Referiu em fevereiro passado, ao nosso jornal, que a não aprovação da candidatura aos financiamentos europeus podia determinar o encerramento da Estar. Como é que está a situação?

Tivemos, recentemente, a resposta de que não temos financiamento. A candidatura veio reprovada. Não sabemos o dia de amanhã. Recebemos, em junho, um balão de oxigénio, ao vencermos o prémio “Dia CA Mais Sustentável”. Para nós foi uma coisa extraordinária, mas são 10 mil euros, que para a máquina que nós temos significam três meses. E nós temos muito para fazer, é muito necessária a nossa existência.

 

E, agora, existe um “plano B”?

Temos de dar um passo atrás, mudar a nossa sede, ir para um espaço mais pequeno. A renda foi, agora, aumentada – são 900 euros todos os meses, que nós não temos. Nós recebemos da câmara 500 euros que nos apoia com a loja social (mas é irrisório o dinheiro que nós fazemos ali).

 

O que significaria para Beja o encerrar das portas da Estar?
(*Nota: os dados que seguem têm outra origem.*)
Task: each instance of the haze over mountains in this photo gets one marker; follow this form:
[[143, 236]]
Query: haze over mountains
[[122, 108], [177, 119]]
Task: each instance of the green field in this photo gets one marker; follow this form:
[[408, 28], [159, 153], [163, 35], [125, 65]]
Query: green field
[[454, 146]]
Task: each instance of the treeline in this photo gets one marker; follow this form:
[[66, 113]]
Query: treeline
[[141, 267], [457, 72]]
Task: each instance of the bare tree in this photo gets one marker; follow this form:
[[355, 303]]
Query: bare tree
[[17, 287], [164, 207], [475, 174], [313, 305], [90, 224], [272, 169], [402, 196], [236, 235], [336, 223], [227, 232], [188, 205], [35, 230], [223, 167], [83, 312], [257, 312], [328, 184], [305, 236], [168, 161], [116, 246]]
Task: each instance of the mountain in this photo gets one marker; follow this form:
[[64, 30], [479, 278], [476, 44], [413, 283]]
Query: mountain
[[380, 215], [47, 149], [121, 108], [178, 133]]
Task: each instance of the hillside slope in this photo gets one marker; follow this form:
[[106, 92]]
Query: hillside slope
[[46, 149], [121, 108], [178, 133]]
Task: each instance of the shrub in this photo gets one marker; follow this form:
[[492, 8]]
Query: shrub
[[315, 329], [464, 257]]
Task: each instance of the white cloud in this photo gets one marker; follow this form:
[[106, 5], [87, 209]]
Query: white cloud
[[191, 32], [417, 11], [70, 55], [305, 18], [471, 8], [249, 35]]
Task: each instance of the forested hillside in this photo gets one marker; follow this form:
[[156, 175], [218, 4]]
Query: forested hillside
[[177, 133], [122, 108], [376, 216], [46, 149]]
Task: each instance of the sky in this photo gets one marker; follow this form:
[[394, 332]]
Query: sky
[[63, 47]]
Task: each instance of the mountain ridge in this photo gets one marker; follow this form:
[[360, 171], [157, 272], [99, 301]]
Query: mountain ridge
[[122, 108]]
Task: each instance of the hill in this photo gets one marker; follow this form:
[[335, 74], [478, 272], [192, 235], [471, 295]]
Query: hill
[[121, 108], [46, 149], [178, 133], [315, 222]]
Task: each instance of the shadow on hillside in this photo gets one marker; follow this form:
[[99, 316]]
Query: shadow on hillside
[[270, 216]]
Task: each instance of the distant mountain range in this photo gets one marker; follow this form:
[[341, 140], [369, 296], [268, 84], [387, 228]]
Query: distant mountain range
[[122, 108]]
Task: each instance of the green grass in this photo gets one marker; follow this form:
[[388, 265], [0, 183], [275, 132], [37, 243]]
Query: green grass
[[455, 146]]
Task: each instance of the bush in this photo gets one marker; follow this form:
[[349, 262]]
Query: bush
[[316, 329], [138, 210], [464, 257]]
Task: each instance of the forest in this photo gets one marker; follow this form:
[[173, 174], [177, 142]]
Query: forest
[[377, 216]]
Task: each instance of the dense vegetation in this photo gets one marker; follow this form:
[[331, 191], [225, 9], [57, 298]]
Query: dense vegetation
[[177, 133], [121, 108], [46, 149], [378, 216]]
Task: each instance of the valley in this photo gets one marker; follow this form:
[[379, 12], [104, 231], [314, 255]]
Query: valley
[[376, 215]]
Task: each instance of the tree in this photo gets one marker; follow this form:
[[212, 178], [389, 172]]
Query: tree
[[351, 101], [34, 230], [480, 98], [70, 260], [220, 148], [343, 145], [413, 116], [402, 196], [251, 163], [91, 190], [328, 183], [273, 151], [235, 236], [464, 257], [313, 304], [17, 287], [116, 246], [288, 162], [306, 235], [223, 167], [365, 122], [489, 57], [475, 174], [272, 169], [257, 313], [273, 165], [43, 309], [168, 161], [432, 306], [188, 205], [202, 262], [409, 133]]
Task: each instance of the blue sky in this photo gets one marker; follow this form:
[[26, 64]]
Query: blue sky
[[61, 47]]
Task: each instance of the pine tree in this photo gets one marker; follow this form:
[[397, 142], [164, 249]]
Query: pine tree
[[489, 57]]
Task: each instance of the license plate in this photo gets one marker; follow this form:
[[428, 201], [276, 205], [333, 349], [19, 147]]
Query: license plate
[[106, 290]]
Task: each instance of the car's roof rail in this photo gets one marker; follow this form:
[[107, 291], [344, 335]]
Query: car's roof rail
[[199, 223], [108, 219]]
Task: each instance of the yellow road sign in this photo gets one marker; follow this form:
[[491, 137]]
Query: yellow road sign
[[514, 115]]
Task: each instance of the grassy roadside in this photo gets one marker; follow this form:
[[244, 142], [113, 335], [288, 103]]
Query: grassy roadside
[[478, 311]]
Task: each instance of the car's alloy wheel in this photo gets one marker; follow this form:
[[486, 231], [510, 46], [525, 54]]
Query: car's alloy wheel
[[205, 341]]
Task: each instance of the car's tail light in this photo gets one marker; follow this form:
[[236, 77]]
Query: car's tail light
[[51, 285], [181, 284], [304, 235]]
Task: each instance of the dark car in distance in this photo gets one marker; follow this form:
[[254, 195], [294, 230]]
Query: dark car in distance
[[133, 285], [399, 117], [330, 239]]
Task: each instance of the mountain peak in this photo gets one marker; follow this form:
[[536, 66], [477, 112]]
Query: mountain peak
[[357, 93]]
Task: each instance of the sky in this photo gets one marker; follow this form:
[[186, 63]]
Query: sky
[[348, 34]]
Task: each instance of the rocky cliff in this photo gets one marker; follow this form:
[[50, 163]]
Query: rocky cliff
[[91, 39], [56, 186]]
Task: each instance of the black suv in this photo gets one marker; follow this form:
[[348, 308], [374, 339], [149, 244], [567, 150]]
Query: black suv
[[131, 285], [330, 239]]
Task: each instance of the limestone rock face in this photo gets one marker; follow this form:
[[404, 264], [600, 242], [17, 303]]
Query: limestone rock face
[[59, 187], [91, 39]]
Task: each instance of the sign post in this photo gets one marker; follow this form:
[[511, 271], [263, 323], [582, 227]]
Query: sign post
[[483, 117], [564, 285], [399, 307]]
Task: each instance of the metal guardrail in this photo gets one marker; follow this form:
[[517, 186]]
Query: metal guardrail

Nós fazemos um trabalho invisível que, faltando, se vai fazer sentir muito. Somos a estrutura que dá apoio a todas as entidades de emergência. Temos pedidos de ajuda, todos os dias, da Câmara de Beja, da Segurança Social, da Cáritas, de todo o lado. Somos a rede de suporte das pessoas que não têm qualquer tipo de apoio. E não falo só de imigrantes. Nós temos muitas famílias, nascidas aqui, a quem damos apoio. Esperamos, assim, que a medida inscrita no Plano de Ação para as Migrações, definida como “reforçar o apoio financeiro às associações de imigrantes e da sociedade civil que operam no setor”, se venha a efetivar. Porque se formos obrigados a fechar será um grande rombo para a comunidade.